Village 1104
- Author: Prateek Arora
- Illustrator: Prateek Arora
- Cover artist: Prateek Arora
- Language: English
- Genre: Fiction
- Publisher: Reviewer's Edition:(self-published by ABC Press); *Market Edition:(not confirmed yet)
- Publication date: March 2010
- Publication place: India
- Media type: Print (Hardcover & Paperback)
- Pages: 147

= Village 1104 =

2010 book by Prateek Arora

Village 1104 is a first-person narrative which revolves around a professor, Abhimanyu Shergill, and four children, Sid, Rishabh, Murari and Priya. Prateek, in this book, talks about the various kinds of pressure an Indian student has to go through: parental pressure, peer pressure and gender-biases and focuses on the limitations of the Indian educational system. The book narrates how these four "failures" in the city end up in a village which is too insignificant to even be given a name in the Indian Government directory.
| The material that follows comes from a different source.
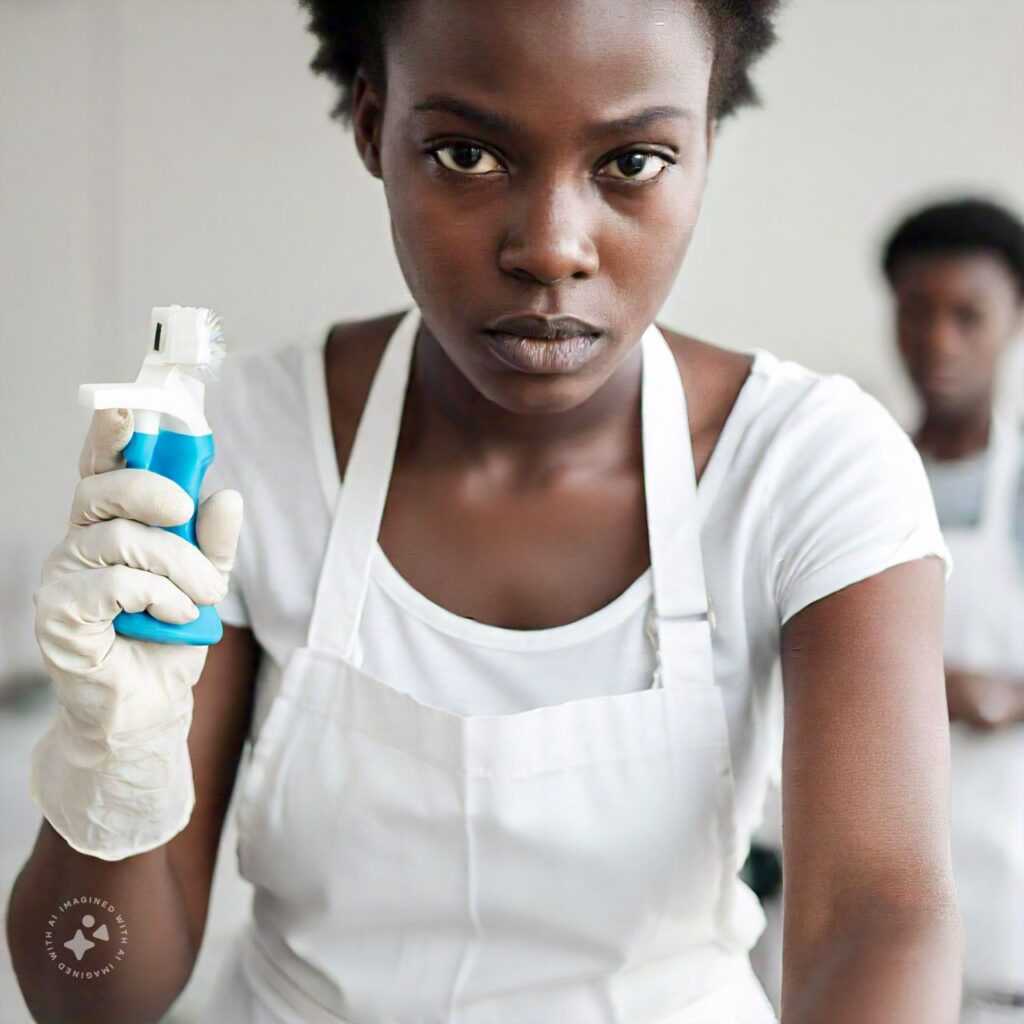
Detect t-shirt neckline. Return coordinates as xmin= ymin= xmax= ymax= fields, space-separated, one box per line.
xmin=300 ymin=315 xmax=775 ymax=649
The book focuses on the growth of this group as they join forces to change the reality for the village.

==Characters==
- Abhimanyu Shergill
- Siddhart
- Priya
- Rishabh
- Murari
- Sukhlal ji
- Akriti
- Naresh
- Mr. Bhandari
- Mrs. Bhandari
- Mr. Bhardawaj

==About the author==

Village 1104 was the debut book by Prateek Arora who wrote it at the age of 16. Via this book, Prateek pulled from his own life experience and channeled his frustrations of the Indian education system. The book received coverage in seven Indian newspapers and referenced by various politicians to highlight the needed shift in an infrastructure-starved, legacy education system failing to serve the Indian youth.